Positive rating momentum for Asia Capital Re could occur if the company is able to show a trend of consistently favorable and balanced operating results. A declining trend in the company’s Best Capital Adequacy Ratio due to profits not growing in line with business growth could result in negative rating pressure.
Positive rating momentum is unlikely for ACRM at present. Negative pressure to the ratings could arise if the company’s risk-adjusted capitalization deteriorates due to weak operating performance.
The methodology used in determining these interactive ratings is Best’s Credit Rating Methodology, which provides a comprehensive explanation of A.M. Best’s rating process and contains the different rating criteria employed in the rating process. Best’s Credit Rating Methodology can be found at www.ambest.com/ratings/methodology.
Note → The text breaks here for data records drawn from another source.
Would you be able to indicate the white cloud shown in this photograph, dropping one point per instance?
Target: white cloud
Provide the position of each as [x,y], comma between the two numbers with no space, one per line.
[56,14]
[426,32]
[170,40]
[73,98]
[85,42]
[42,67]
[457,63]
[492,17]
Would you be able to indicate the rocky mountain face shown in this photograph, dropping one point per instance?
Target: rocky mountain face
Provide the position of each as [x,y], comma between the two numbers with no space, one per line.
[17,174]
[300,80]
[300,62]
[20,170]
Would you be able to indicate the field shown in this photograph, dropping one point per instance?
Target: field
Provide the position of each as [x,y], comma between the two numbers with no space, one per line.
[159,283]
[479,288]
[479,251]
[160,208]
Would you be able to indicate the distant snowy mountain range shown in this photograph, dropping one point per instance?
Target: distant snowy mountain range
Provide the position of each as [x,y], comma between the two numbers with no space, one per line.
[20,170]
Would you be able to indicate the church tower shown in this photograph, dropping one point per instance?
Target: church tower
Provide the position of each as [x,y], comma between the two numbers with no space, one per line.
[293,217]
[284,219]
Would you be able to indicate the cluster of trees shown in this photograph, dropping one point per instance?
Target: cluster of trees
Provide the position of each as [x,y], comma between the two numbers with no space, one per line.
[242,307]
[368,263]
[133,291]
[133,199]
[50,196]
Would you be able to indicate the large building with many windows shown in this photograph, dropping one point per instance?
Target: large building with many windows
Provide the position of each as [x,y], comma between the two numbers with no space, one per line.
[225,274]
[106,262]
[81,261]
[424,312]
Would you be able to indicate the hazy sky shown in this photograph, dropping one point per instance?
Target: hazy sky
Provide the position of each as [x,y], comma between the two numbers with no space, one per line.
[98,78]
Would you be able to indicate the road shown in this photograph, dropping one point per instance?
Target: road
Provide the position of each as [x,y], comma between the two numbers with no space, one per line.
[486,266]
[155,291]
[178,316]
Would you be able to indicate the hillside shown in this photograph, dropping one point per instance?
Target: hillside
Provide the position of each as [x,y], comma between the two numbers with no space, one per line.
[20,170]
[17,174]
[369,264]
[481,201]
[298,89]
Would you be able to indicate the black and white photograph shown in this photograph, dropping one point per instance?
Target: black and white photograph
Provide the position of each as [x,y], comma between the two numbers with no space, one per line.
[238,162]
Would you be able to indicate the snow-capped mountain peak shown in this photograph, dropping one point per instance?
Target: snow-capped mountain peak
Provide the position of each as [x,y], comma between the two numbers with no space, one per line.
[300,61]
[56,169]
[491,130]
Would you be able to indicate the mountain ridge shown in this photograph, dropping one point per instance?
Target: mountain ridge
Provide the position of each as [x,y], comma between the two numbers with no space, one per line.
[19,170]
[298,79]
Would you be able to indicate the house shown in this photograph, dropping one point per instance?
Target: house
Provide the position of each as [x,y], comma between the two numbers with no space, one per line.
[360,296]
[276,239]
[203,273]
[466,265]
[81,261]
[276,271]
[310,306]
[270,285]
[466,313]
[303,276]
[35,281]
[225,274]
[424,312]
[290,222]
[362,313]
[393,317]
Key insurance criteria reports utilized:
- Catastrophe Analysis in A.M. Best Ratings
- Rating Members of Insurance Groups
- Risk Management and the Rating Process for Insurance Companies
- Understanding Universal BCAR
- Evaluating Country Risk
- Insurance Holding Company and Debt Ratings
- Equity Credit for Hybrid Securities
Ratings are communicated to rated entities prior to publication, and unless stated otherwise, the ratings were not amended subsequent to that communication.